La Fed fait tapis

Les marchés

Ce ne sera pas une averse, mais un orage: c’est la conclusion qui ressort de la communication toute récente de la banque centrale américaine. Hier, la Fed s’est réunie pour la deuxième fois ce mois-ci pour une réunion de politique imprévue. C’est exceptionnel et les mesures qui ont été prises ne le sont pas moins. La Fed fait tapis. Ce n’est pas un bluff, mais une suite royale; cependant, ceci n’est pas une partie de poker et la victoire demeure incertaine…

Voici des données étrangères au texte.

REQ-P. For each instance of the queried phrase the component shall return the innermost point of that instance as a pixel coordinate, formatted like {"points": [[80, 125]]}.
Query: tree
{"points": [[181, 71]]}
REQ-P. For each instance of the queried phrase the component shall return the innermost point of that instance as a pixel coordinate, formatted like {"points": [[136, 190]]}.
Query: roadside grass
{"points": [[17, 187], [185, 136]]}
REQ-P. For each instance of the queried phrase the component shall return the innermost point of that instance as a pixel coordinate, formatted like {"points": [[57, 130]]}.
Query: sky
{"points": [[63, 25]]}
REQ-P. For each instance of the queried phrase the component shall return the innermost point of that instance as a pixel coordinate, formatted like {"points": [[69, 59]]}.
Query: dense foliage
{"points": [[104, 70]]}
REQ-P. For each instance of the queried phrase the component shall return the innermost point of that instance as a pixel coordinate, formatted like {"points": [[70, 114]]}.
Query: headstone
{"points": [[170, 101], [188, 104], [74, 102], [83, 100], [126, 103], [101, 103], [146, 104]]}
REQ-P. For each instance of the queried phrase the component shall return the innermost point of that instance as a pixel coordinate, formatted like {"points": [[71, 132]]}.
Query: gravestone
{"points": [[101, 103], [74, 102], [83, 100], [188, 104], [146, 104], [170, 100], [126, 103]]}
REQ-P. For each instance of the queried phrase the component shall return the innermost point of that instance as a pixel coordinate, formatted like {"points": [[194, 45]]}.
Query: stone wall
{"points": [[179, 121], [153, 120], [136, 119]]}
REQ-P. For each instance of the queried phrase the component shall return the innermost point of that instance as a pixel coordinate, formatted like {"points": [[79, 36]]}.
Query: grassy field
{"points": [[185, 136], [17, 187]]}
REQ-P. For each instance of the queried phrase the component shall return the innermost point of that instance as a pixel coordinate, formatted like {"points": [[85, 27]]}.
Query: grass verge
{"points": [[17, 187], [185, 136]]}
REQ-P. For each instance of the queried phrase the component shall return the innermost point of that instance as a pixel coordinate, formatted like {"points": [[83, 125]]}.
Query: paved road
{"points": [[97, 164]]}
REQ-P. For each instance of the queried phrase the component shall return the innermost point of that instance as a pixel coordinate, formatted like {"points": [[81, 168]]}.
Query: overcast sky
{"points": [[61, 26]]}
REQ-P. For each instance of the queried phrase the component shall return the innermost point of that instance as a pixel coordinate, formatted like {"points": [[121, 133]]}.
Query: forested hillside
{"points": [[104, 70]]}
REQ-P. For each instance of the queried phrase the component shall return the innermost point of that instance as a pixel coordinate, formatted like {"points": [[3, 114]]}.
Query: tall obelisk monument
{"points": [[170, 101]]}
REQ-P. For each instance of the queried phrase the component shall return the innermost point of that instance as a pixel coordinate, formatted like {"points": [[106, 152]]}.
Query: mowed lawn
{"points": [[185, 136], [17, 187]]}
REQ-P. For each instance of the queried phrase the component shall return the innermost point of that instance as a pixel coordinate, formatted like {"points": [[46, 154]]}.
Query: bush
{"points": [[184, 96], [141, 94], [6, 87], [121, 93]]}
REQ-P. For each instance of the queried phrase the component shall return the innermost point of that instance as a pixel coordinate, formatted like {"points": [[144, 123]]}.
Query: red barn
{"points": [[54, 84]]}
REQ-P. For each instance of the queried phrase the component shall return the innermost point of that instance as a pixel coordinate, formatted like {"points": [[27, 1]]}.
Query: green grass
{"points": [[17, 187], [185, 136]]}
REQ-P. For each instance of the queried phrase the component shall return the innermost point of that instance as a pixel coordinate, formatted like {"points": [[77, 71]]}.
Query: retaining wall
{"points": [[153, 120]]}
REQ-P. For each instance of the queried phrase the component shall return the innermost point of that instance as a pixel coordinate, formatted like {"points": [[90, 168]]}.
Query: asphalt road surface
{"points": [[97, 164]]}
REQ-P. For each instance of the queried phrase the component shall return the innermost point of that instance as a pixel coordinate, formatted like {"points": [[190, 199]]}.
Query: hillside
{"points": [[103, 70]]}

D’abord quelques mots sur les décisions prises. La Fed s’attaque aux taux et n’y va pas avec le dos de la cuillère: - 100 points de base, une réduction d’une ampleur telle que nous n’en avons même pas connue pendant la crise financière. À l’instar de la plupart des autres banques centrales, la Fed applique désormais un taux effectivement nul (0%-0,25%). Son président, Jerome Powell, prépare d’autres tirs d’artillerie lourde monétaire: un nouveau programme d’achat d’obligations, pour un budget étourdissant de 700 milliards de dollars. C’est officiel: “l’assouplissement quantitatif” est à nouveau d’actualité. La Fed a également assoupli les conditions d’octroi de crédit et prévoit des réserves de dollar “meilleur marché” pour les banques non américaines. De fait, en pleine période d’incertitude, l’attrait de la reine des devises ne se limite pas au marché américain. Les actions de la Fed s’ajoutent aux mesures déjà agressives prises plus tôt ce mois-ci: une réduction des taux de 50 points de base et une provision de liquidités qui peut (théoriquement) atteindre 5 billions de dollars (cinq mille milliards).

Powell prend ces mesures ambitieuses par crainte de l’impact économique dévastateur du coronavirus. Cette crainte est justifiée. Le président Trump a déclaré l’état d’urgence national et il est probable que des mesures d’intervention poussées suivront prochainement. Des villes majeures, comme New York et Los Angeles, n’attendent pas et prennent peu à peu des allures de ville fantôme européenne: les cafés, les restaurants, les théâtres, les écoles ferment leurs portes. Les autres suivront sans doute le mouvement. Inutile de préciser que ces actions brutales mais nécessaires menacent de faire basculer le pays dans la récession. Néanmoins, le coup de la Fed est particulièrement audacieux. Jusqu’à nouvel ordre, les conséquences concrètes du virus aux États-Unis demeurent inconnues; pourtant, la Fed joue dès à présent tous ses atouts. Par cette stratégie “shock and awe”, la banque centrale s’efforce de restaurer la confiance du marché, des consommateurs et des entreprises. Il serait bon qu’elle porte ses fruits – et le plus tôt sera le mieux.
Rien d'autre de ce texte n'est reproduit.